Tricyclic antidepressants (TCAs) have been reported to interact with the opioid system, but their pharmacological activity at opioid receptors has not yet been elucidated. In the present study, we investigated the actions of amoxapine, amitriptyline, nortriptyline, desipramine, and imipramine at distinct cloned and native opioid receptors. In Chinese hamster ovary (CHO) cells expressing δ-opioid receptors (CHO/DOR), TCAs displaced [3H]naltrindole binding and stimulated guanosine 5′-O-(3-[³⁵S]thio)triphosphate ([³⁵S]GTPγS) binding at micromolar concentrations with amoxapine displaying the highest potency and efficacy.

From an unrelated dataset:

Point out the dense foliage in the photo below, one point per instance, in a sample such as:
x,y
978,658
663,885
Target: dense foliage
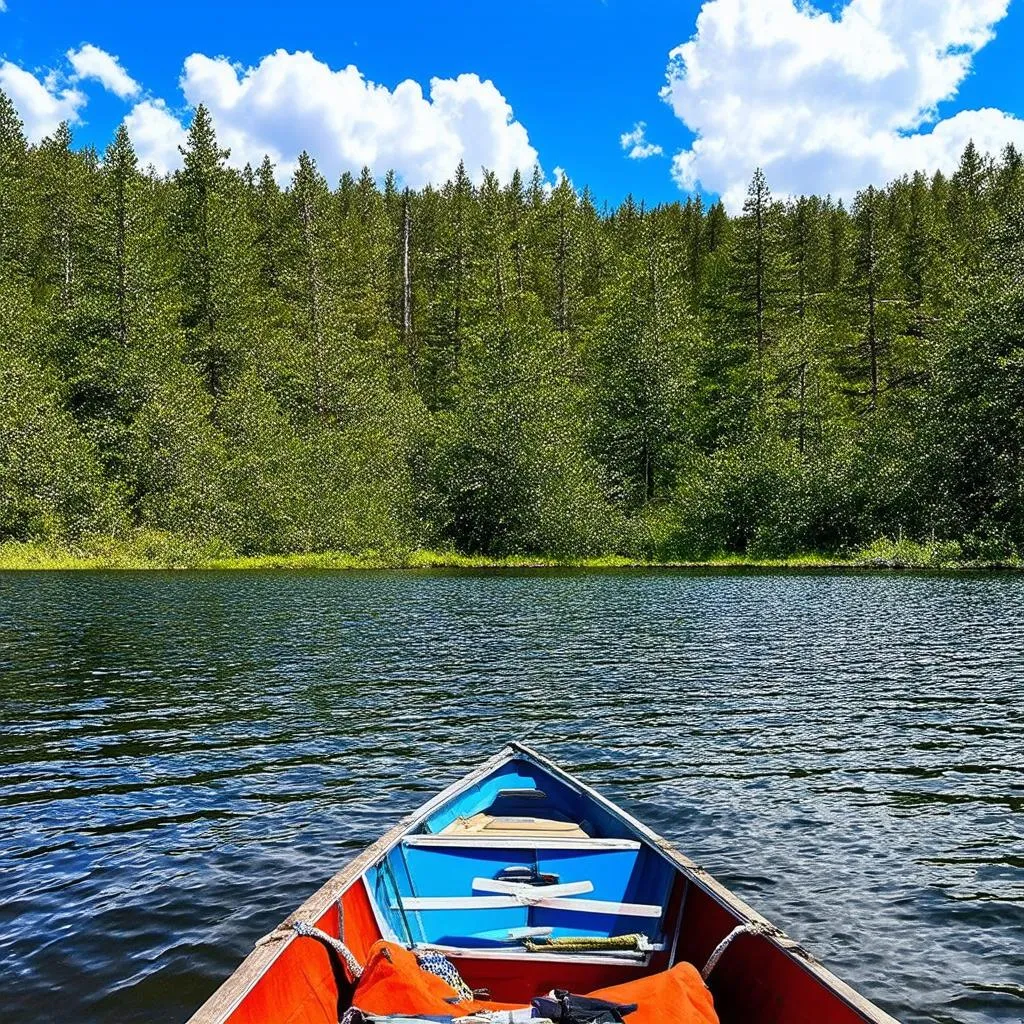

Amoxapine and amitriptyline inhibited cyclic AMP formation and induced the phosphorylation of signaling molecules along the extracellular signal-regulated kinase 1/2 (ERK1/2) and phosphatidylinositol-3 kinase pathways. Amoxapine also activated δ-opioid receptors in rat dorsal striatum and nucleus accumbens and human frontal cortex. In CHO cells expressing κ-opioid receptors (CHO/KOR), TCAs, but not amoxapine, exhibited higher receptor affinity and more potent stimulation of [³⁵S]GTPγS binding than in CHO/DOR and effectively inhibited cyclic AMP accumulation. Amitriptyline regulated ERK1/2 phosphorylation and activity in CHO/KOR and C6 glioma cells endogenously expressing κ-opioid receptors, and this effect was attenuated by the κ-opioid antagonist nor-binaltorphimine. In rat nucleus accumbens, amitriptyline slightly inhibited adenylyl cyclase activity and counteracted the inhibitory effect of the full κ agonist trans-(−)-3,4dichloro-N-methyl-N-[2-(1-pyrrolidinyl)cyclohexyl]benzeneacetamide (U50,488). At the cloned μ-opioid receptor, TCAs showed low affinity and no significant agonist activity. These results show that TCAs differentially regulate opioid receptors with a preferential agonist activity on either δ or κ subtypes and suggest that this property may contribute to their therapeutic and/or side effects.